Tak jak pisał Damian, pojaw się na warsztatach w Biowinie z butelką swojego trunku. Ocenimy je (aromatyczność, ewentualne utlenienie itd.). Przechowywanie wina przez pewien okres w niskiej temperaturze powoduje wytracenie kamienia winnego. Pozwoli to również zmniejszyć ilość kwasów w winie (zmniejszyć ilość kwasu winnego) i często oprócz stabilizacji jest to zabieg zmniejszający kwasowość wina. Wystaw swoje 140 l na obecne mrozy i będziesz mieć oprócz wytrącenia się kamienia winnego dodatkowo poprawę klarowności. Po zlani do butelek, wino w piwnicy nie powinno już wytrącać kamienia winnego.
Filtrowanie przez filtry od kawy, wprowadza posmaczek papieru a do tego wino utlenia się (długi i poważny kontakt z powietrzem).Nawet te profesjonalne filtry (jakie np. można wypożyczyć w Biowinie) wprowadzają lekki, chociaż trudno wyczuwalny posmaczek "papieru". W zależności od gęstości filtra, odfiltrowujemy coraz więcej. Są to nie tylko zbędne zmętnienia, drożdże czy nawet bakterie ale również część aromatów. Przy produkcji wina w profesjonalnych winiarniach, proces jest chociaż również traci się część aromatów. Coś za coś. Moim zdaniem w winiarstwie amatorskim, filtrowanie to proces jaki przeprowadza się w ostateczności. My mamy czas, i możemy mętne wino wystawić np. na mróz co przyspieszy nam zabieg klarowania. Jak inne środki czy zabiegi nie pomagają to wówczas zawsze można przefiltrować wino przez maszynę z Biowinu.
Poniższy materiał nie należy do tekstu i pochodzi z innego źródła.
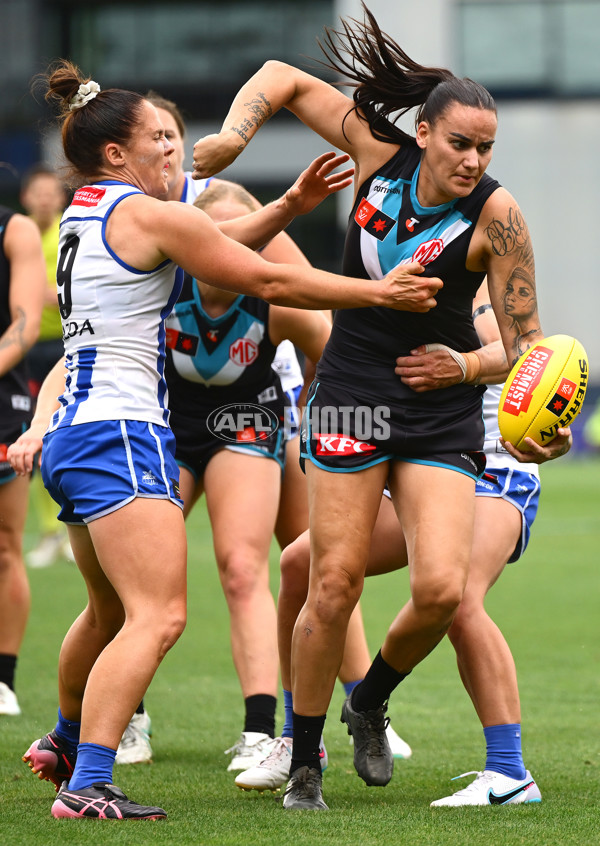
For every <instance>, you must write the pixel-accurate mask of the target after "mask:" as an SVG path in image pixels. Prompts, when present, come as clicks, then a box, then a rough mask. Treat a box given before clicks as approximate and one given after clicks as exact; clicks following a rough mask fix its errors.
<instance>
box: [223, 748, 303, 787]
mask: <svg viewBox="0 0 600 846" xmlns="http://www.w3.org/2000/svg"><path fill="white" fill-rule="evenodd" d="M292 746H293V740H292V738H291V737H276V738H275V741H274V744H273V747H272V749H271V751H270V753H269V754H268V755H267V757H266V758H265V759H264V761H261V762H260V763H259V764H257V765H256V766H255V767H250V769H248V770H246V771H245V772H243V773H240V774H239V775H238V776H236V777H235V783H236V784H237V786H238V787H239V788H241V789H242V790H259V791H261V792H262V791H263V790H272V791H273V792H275V791H277V790H280V789H281V788H282V787H283V785H284V784H286V782H287V781H288V779H289V777H290V763H291V760H292Z"/></svg>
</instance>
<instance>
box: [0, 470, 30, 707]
mask: <svg viewBox="0 0 600 846" xmlns="http://www.w3.org/2000/svg"><path fill="white" fill-rule="evenodd" d="M28 489H29V479H28V478H27V477H24V476H20V477H17V478H16V479H13V480H12V481H10V482H6V483H5V484H4V485H0V653H1V654H3V655H11V656H15V658H16V656H18V654H19V650H20V648H21V643H22V641H23V636H24V634H25V627H26V625H27V618H28V616H29V606H30V594H29V581H28V579H27V573H26V572H25V564H24V562H23V532H24V529H25V517H26V514H27V495H28ZM9 686H10V685H9ZM15 704H16V703H15ZM17 713H18V710H17Z"/></svg>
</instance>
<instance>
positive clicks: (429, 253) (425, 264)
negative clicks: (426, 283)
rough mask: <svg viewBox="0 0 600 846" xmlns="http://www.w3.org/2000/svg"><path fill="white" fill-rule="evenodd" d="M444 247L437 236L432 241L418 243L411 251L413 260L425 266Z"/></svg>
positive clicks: (436, 257) (435, 255)
mask: <svg viewBox="0 0 600 846" xmlns="http://www.w3.org/2000/svg"><path fill="white" fill-rule="evenodd" d="M443 249H444V242H443V241H442V240H440V239H439V238H434V239H433V240H432V241H425V243H424V244H420V245H419V246H418V247H417V249H416V250H415V252H414V253H413V259H412V260H413V261H418V262H419V264H422V265H423V266H425V265H426V264H429V263H430V262H432V261H435V259H436V258H437V257H438V256H439V254H440V253H441V252H442V250H443Z"/></svg>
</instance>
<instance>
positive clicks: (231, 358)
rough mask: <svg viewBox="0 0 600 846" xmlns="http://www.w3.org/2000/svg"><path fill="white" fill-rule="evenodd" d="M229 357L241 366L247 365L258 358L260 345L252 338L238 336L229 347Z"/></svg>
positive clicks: (235, 363) (244, 365)
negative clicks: (241, 337)
mask: <svg viewBox="0 0 600 846" xmlns="http://www.w3.org/2000/svg"><path fill="white" fill-rule="evenodd" d="M229 358H230V359H231V360H232V361H233V363H234V364H237V365H239V366H240V367H247V366H248V365H249V364H252V362H253V361H256V359H257V358H258V345H257V344H255V343H254V341H251V340H250V338H238V340H237V341H235V342H234V343H233V344H232V345H231V346H230V347H229Z"/></svg>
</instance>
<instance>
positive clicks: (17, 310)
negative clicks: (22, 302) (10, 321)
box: [0, 308, 29, 353]
mask: <svg viewBox="0 0 600 846" xmlns="http://www.w3.org/2000/svg"><path fill="white" fill-rule="evenodd" d="M26 324H27V315H26V313H25V311H24V309H22V308H18V309H17V317H16V319H15V320H14V321H13V322H12V323H11V325H10V326H9V327H8V329H7V330H6V332H5V333H4V335H2V337H1V338H0V350H4V349H6V348H7V347H13V346H16V347H18V348H19V349H20V350H21V352H22V353H26V352H27V350H28V349H29V347H28V346H27V344H26V343H25V338H24V337H23V333H24V331H25V325H26Z"/></svg>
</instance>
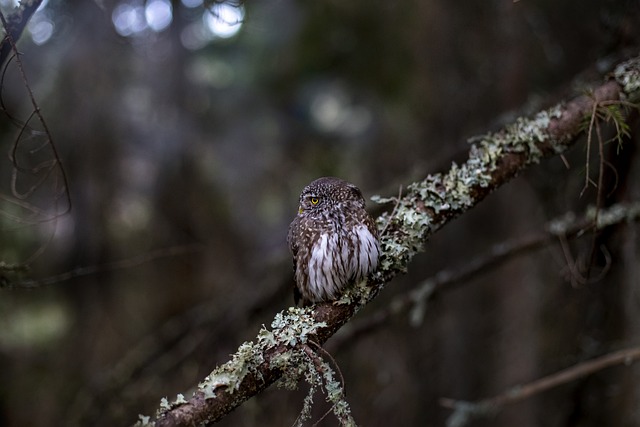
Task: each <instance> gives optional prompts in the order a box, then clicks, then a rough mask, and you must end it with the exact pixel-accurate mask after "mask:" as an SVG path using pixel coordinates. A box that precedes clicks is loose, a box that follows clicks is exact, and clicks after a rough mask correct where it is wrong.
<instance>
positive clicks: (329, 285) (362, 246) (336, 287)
mask: <svg viewBox="0 0 640 427" xmlns="http://www.w3.org/2000/svg"><path fill="white" fill-rule="evenodd" d="M364 205H365V202H364V197H362V192H361V191H360V190H359V189H358V187H356V186H355V185H353V184H351V183H349V182H347V181H344V180H342V179H340V178H334V177H324V178H318V179H316V180H315V181H313V182H312V183H311V184H309V185H307V186H306V187H305V188H304V189H303V190H302V194H301V195H300V208H299V210H298V215H296V217H295V218H294V219H293V221H292V222H291V225H290V226H289V234H288V235H287V243H288V244H289V249H290V250H291V254H292V255H293V271H294V276H295V280H296V287H295V288H294V301H296V303H298V302H301V303H302V305H309V304H312V303H316V302H320V301H334V300H336V299H337V298H339V297H340V295H341V294H342V292H343V291H344V289H345V288H346V287H347V286H348V285H349V284H352V283H356V282H358V281H360V280H362V279H364V278H365V277H366V276H367V275H368V274H370V273H371V272H373V271H375V269H376V267H377V265H378V258H379V256H380V244H379V242H378V231H377V229H376V224H375V222H374V221H373V219H372V218H371V217H370V216H369V214H368V213H367V211H366V210H365V209H364Z"/></svg>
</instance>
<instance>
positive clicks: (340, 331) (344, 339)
mask: <svg viewBox="0 0 640 427" xmlns="http://www.w3.org/2000/svg"><path fill="white" fill-rule="evenodd" d="M596 213H597V215H596ZM596 216H597V218H596ZM638 220H640V201H638V202H634V203H628V204H627V203H621V204H616V205H613V206H610V207H608V208H606V209H603V210H600V211H598V210H597V209H596V208H595V207H591V208H589V209H587V211H586V212H585V213H584V214H582V215H581V216H580V217H576V215H575V214H573V213H566V214H564V215H563V216H562V217H558V218H555V219H553V220H551V221H549V222H547V223H546V224H545V225H544V227H542V228H541V229H540V230H538V231H537V232H531V233H528V234H525V235H522V236H518V237H517V238H515V239H511V240H506V241H502V242H500V243H496V244H494V245H493V246H491V247H490V248H489V250H488V251H486V252H483V253H482V254H480V255H478V256H476V257H475V258H472V259H471V260H469V261H468V262H467V263H465V264H464V265H462V266H460V267H457V268H452V269H445V270H440V271H438V272H437V273H436V274H434V275H433V276H431V277H429V278H428V279H426V280H424V281H422V282H421V283H419V284H418V285H417V286H416V287H415V288H413V289H411V290H410V291H408V292H405V293H403V294H400V295H398V296H396V297H394V298H393V300H391V301H390V302H389V304H387V305H386V307H384V308H381V309H379V310H378V311H376V312H375V313H373V314H370V315H369V316H368V317H366V318H365V319H361V320H356V321H354V322H351V323H350V324H349V325H348V326H346V327H345V328H343V329H342V330H340V333H338V334H336V336H335V337H334V338H333V340H331V344H330V346H331V349H332V350H333V351H335V350H336V349H339V348H340V347H341V346H343V345H345V344H347V343H349V342H353V340H354V339H357V338H360V337H362V336H365V335H366V334H368V333H370V332H372V331H375V330H377V328H379V327H381V326H383V325H384V324H386V323H387V322H388V320H389V319H390V318H391V317H392V316H395V315H398V314H400V313H404V312H407V311H410V321H411V324H412V325H414V326H416V325H419V324H421V323H422V320H423V318H424V315H425V311H426V308H427V304H428V303H429V302H430V301H431V300H432V299H433V298H434V297H435V296H436V295H440V293H442V292H444V291H450V290H453V289H456V288H457V287H458V286H460V285H462V284H463V283H466V281H468V280H469V279H470V278H471V277H475V276H476V275H477V274H478V273H482V272H483V271H486V270H489V269H490V268H493V267H495V266H496V265H500V264H502V263H504V262H505V261H507V260H510V259H512V258H514V257H516V256H519V255H521V254H523V253H527V252H530V251H533V250H536V249H539V248H542V247H545V246H548V245H549V244H551V243H552V242H554V241H556V240H558V239H560V241H561V242H564V241H567V240H568V239H571V238H574V237H578V236H580V235H583V233H585V232H587V231H589V230H594V231H599V230H603V229H605V228H607V227H610V226H613V225H618V224H621V223H624V222H626V221H638Z"/></svg>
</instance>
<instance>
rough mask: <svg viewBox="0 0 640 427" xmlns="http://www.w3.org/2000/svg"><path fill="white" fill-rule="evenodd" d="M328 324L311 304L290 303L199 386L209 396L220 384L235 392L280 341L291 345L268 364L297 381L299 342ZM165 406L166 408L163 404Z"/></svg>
mask: <svg viewBox="0 0 640 427" xmlns="http://www.w3.org/2000/svg"><path fill="white" fill-rule="evenodd" d="M325 326H326V323H324V322H316V321H315V319H314V318H313V316H312V310H311V309H310V308H295V307H290V308H289V309H288V310H287V311H285V312H279V313H278V314H276V316H275V317H274V320H273V322H272V323H271V328H272V329H271V330H268V329H267V328H265V327H262V329H261V330H260V332H259V333H258V338H257V342H256V343H253V342H245V343H243V344H242V345H241V346H240V347H239V348H238V351H236V353H235V354H234V355H233V356H232V359H231V360H230V361H229V362H227V363H225V364H224V365H221V366H219V367H218V368H216V369H215V370H214V371H213V372H211V373H210V374H209V375H208V376H207V377H206V378H205V379H204V381H202V382H201V383H200V384H199V385H198V389H199V390H200V391H202V392H203V393H204V396H205V398H206V399H210V398H215V397H216V391H217V390H218V389H221V388H224V390H226V391H227V392H229V393H233V392H234V391H236V390H238V389H239V387H240V384H241V383H242V381H243V380H244V379H245V377H246V376H247V375H248V374H250V373H254V374H259V373H260V370H259V369H258V368H259V366H260V365H262V364H263V363H264V362H265V353H266V352H267V351H268V350H269V349H273V348H275V347H276V346H279V345H285V346H287V347H288V348H287V349H286V350H284V351H282V352H277V353H275V354H274V356H273V357H271V358H270V359H269V368H270V369H276V370H282V371H283V372H285V373H287V372H291V375H289V377H287V378H285V381H284V383H285V384H287V385H290V383H291V382H292V378H295V381H296V382H297V380H298V379H299V378H300V373H298V372H292V371H294V368H295V367H296V366H297V364H296V363H295V362H296V361H297V360H298V359H299V357H300V355H299V354H298V353H299V350H298V349H297V348H296V346H297V345H298V344H305V343H306V342H307V341H308V339H309V336H311V335H313V334H315V333H316V332H317V331H318V329H319V328H321V327H325ZM285 377H286V375H285ZM288 380H289V381H288ZM287 381H288V382H287ZM178 403H180V402H178ZM182 403H183V402H182ZM163 409H166V408H164V407H163Z"/></svg>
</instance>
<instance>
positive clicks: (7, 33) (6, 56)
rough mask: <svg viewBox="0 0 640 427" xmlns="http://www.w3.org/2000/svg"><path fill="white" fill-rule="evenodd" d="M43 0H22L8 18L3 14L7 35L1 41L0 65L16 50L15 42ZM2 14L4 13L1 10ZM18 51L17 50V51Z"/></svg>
mask: <svg viewBox="0 0 640 427" xmlns="http://www.w3.org/2000/svg"><path fill="white" fill-rule="evenodd" d="M41 3H42V0H29V1H25V0H23V1H21V2H20V6H19V7H18V8H17V9H16V11H15V12H13V13H12V14H11V15H9V16H7V17H6V19H5V18H4V16H3V24H4V29H5V32H6V33H5V36H4V39H3V40H2V42H1V43H0V66H2V64H4V62H5V61H6V60H7V58H8V57H9V55H11V52H12V51H13V50H14V46H15V43H17V42H18V39H20V36H21V35H22V31H24V29H25V27H26V26H27V23H28V22H29V19H31V16H32V15H33V14H34V13H35V12H36V10H38V8H39V7H40V4H41ZM0 14H2V13H1V12H0ZM16 53H17V51H16Z"/></svg>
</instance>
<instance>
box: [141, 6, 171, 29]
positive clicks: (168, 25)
mask: <svg viewBox="0 0 640 427" xmlns="http://www.w3.org/2000/svg"><path fill="white" fill-rule="evenodd" d="M144 17H145V19H146V21H147V24H148V25H149V28H151V29H152V30H153V31H156V32H160V31H162V30H164V29H165V28H167V27H168V26H169V25H170V24H171V21H172V20H173V10H172V8H171V3H170V2H169V0H151V1H149V2H148V3H147V6H146V7H145V9H144Z"/></svg>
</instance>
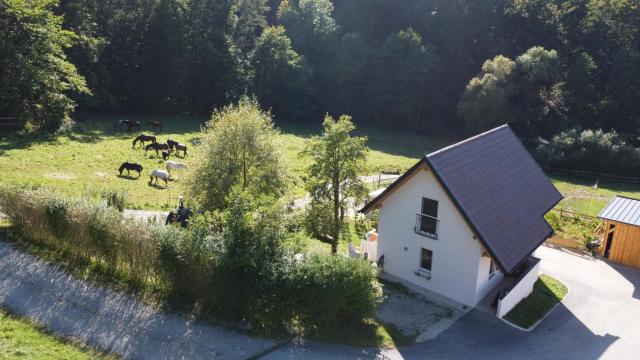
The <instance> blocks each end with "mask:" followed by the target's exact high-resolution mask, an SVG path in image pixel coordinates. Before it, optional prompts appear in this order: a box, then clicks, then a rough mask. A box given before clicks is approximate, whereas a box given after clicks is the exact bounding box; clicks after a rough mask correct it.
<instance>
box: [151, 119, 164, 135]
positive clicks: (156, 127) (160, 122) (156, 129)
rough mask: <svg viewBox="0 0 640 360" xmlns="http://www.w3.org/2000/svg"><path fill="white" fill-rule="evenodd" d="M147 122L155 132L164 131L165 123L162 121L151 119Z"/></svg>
mask: <svg viewBox="0 0 640 360" xmlns="http://www.w3.org/2000/svg"><path fill="white" fill-rule="evenodd" d="M147 124H148V125H149V126H151V127H152V128H153V130H154V131H155V132H162V130H163V129H164V124H163V123H162V121H158V120H151V121H148V122H147Z"/></svg>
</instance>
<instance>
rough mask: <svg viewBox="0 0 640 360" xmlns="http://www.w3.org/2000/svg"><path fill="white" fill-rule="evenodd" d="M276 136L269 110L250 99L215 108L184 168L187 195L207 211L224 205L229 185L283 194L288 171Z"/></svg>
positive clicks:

Moim zdaniem do Twojego wina, mało aromatycznego, najlepiej dodać innego wina aby je ożywić. Ja zamiast dodawać esencji, macerowałbym trochę dobrej jakości rodzynek. Trzeba jednak pamiętać że podczas tego procesu wyługuje się również cukier, i poziom cukru podniesie się. Może to doprowadzić do wtórnej fermentacji. Miałem taki przypadek.